The results of our Illumina high-throughput sequencing analyses revealed considerable variations in microbial community richness, diversity, and structure between three typical peatlands at different depths across a forest–peatland ecotone. The relative abundances of Proteobacteria and Bacteroidota decreased greatly, whereas the relative abundances of Acidobacteriota and Chloroflexota increased along the forest–peatland environmental gradient (LT to NT). The alterations in bacterial community structure were better explained by the peatland type than the soil depth. Moreover, soil pH and SWC are key factors shaping soil bacterial community structure in permafrost peatlands. Climate change will likely alter vegetation communities and their relationships with soil microbial communities in the peatlands of the high-latitude cold regions.
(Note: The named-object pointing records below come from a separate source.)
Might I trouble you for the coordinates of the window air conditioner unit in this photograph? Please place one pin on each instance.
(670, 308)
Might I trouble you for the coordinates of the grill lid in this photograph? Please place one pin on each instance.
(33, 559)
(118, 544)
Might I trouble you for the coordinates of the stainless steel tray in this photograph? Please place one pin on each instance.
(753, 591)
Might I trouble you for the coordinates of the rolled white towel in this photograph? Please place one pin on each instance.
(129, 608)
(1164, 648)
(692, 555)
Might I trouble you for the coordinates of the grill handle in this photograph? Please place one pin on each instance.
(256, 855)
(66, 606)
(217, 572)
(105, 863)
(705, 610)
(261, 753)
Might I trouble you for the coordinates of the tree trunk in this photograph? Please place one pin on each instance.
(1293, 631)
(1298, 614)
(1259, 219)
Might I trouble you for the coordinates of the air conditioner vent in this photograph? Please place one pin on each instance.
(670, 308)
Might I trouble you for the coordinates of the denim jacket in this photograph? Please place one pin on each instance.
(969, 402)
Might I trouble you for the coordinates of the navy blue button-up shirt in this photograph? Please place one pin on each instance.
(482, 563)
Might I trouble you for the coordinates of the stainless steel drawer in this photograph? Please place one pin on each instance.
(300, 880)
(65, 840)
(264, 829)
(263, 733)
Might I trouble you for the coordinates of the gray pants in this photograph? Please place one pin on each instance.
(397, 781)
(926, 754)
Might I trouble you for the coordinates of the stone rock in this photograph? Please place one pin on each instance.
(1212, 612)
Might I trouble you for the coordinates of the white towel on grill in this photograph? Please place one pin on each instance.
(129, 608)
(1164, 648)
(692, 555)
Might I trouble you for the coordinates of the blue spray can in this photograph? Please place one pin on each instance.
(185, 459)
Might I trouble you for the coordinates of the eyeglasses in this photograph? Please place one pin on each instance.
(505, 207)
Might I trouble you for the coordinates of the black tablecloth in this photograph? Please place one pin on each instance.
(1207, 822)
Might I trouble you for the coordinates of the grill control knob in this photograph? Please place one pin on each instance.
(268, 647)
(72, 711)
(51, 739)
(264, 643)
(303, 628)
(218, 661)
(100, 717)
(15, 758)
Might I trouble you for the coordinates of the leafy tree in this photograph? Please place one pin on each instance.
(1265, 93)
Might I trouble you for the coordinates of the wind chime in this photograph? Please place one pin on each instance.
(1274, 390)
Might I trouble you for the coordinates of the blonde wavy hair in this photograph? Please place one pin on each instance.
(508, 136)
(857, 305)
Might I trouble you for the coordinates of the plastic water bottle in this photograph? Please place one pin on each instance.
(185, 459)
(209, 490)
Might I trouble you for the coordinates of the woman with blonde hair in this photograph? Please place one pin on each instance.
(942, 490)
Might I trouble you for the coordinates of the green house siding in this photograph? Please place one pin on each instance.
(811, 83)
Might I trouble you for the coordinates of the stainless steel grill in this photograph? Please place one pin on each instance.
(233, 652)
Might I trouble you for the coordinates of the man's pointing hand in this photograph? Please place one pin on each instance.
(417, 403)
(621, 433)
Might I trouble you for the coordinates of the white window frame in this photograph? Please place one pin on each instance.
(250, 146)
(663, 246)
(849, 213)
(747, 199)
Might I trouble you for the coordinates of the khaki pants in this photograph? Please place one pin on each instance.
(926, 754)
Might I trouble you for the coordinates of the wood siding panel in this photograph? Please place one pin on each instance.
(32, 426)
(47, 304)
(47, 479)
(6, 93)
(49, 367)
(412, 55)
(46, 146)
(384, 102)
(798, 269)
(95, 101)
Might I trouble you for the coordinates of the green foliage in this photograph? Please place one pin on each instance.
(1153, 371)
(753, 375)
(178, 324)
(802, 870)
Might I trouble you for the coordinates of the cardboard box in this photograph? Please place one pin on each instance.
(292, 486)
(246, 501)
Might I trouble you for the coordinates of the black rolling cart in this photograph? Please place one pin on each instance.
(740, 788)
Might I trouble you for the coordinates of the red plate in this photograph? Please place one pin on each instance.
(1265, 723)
It is necessary to comprehend the linkage responses of soil microbial and vegetation communities in the peatlands of high-latitude cold regions to permafrost degradation for preferably predicting the future function of permafrost peatlands.

Author Contributions

Conceptualization, L.L. and D.M.; Data curation, Z.W., L.L. and D.M.; Software, M.Z.; Methodology, L.F.; Investigation, M.Z. and L.F.; Writing—original draft, L.L., Z.W. and D.M.; Writing—review and editing, L.L. and D.M. All authors have read and agreed to the published version of the manuscript.

Funding

This study was jointly funded by the National Natural Science Foundation of China (42171127), the Postdoctoral Scientific Research Starting Foundation of Heilongjiang Province (LBH-Q21022), and Harbin Normal University Graduate Innovative Research Project (HSDSSCX2022-06).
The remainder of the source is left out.